🤖 AI Summary
In industrial equipment monitoring, fault data are scarce due to limited samples and high annotation costs, while existing generative models struggle to capture large inter-class discrepancies and high intra-class variability. To address this, we propose a diffusion-based few-shot fault time-series generation framework. Our method introduces: (1) a positive–negative discrepancy adapter that explicitly models the deviation between normal and fault domains, leveraging a pre-trained normal distribution to guide fault synthesis; and (2) cross-sample discrepancy regularization and a diversity loss to mitigate mode collapse, thereby enhancing both fidelity and diversity of generated samples. Evaluated on multiple benchmark datasets, our approach consistently outperforms state-of-the-art generative models. It is the first to simultaneously achieve high fidelity and high diversity in few-shot fault time-series generation, establishing new state-of-the-art performance in this domain.
📝 Abstract
In industrial equipment monitoring, fault diagnosis is critical for ensuring system reliability and enabling predictive maintenance.
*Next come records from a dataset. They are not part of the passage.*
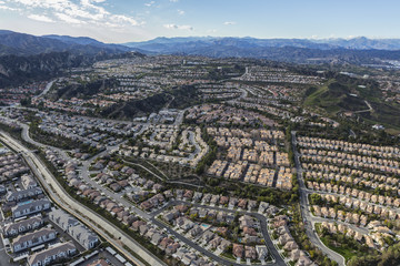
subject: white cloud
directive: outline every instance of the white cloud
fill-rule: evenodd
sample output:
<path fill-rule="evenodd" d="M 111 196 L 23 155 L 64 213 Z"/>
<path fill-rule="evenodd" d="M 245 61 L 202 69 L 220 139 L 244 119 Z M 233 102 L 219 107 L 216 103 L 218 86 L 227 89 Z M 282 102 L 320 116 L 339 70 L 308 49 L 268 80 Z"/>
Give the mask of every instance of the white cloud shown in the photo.
<path fill-rule="evenodd" d="M 123 16 L 123 14 L 112 14 L 111 20 L 117 21 L 117 22 L 128 22 L 131 25 L 139 25 L 140 24 L 137 20 L 134 20 L 134 19 L 132 19 L 130 17 Z"/>
<path fill-rule="evenodd" d="M 42 21 L 42 22 L 54 22 L 49 17 L 42 16 L 42 14 L 29 14 L 28 18 L 32 19 L 32 20 L 37 20 L 37 21 Z"/>
<path fill-rule="evenodd" d="M 154 3 L 156 3 L 156 1 L 150 1 L 150 2 L 144 3 L 144 6 L 146 7 L 152 7 L 152 6 L 154 6 Z"/>
<path fill-rule="evenodd" d="M 111 13 L 106 10 L 106 0 L 0 0 L 13 3 L 11 7 L 21 8 L 24 16 L 30 19 L 50 22 L 63 21 L 71 24 L 91 24 L 96 27 L 121 28 L 142 25 L 144 21 L 138 21 L 126 14 Z M 154 1 L 150 1 L 154 4 Z M 6 9 L 0 6 L 0 9 Z M 53 19 L 44 16 L 52 13 Z"/>
<path fill-rule="evenodd" d="M 191 25 L 164 24 L 163 27 L 169 30 L 193 30 L 193 27 Z"/>
<path fill-rule="evenodd" d="M 66 13 L 56 13 L 56 17 L 59 18 L 60 20 L 67 22 L 67 23 L 86 24 L 86 21 L 72 18 L 71 16 L 68 16 Z"/>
However, the scarcity of fault data, due to the rarity of fault events and the high cost of data annotation, significantly hinders data-driven approaches. Existing time-series generation models, optimized for abundant normal data, struggle to capture fault distributions in few-shot scenarios, producing samples that lack authenticity and diversity due to the large domain gap and high intra-class variability of faults. To address this, we propose a novel few-shot fault time-series generation framework based on diffusion models. Our approach employs a positive-negative difference adapter, leveraging pre-trained normal data distributions to model the discrepancies between normal and fault domains for accurate fault synthesis. Additionally, a diversity loss is introduced to prevent mode collapse, encouraging the generation of diverse fault samples through inter-sample difference regularization. Experimental results demonstrate that our model significantly outperforms traditional methods in authenticity and diversity, achieving state-of-the-art performance on key benchmarks.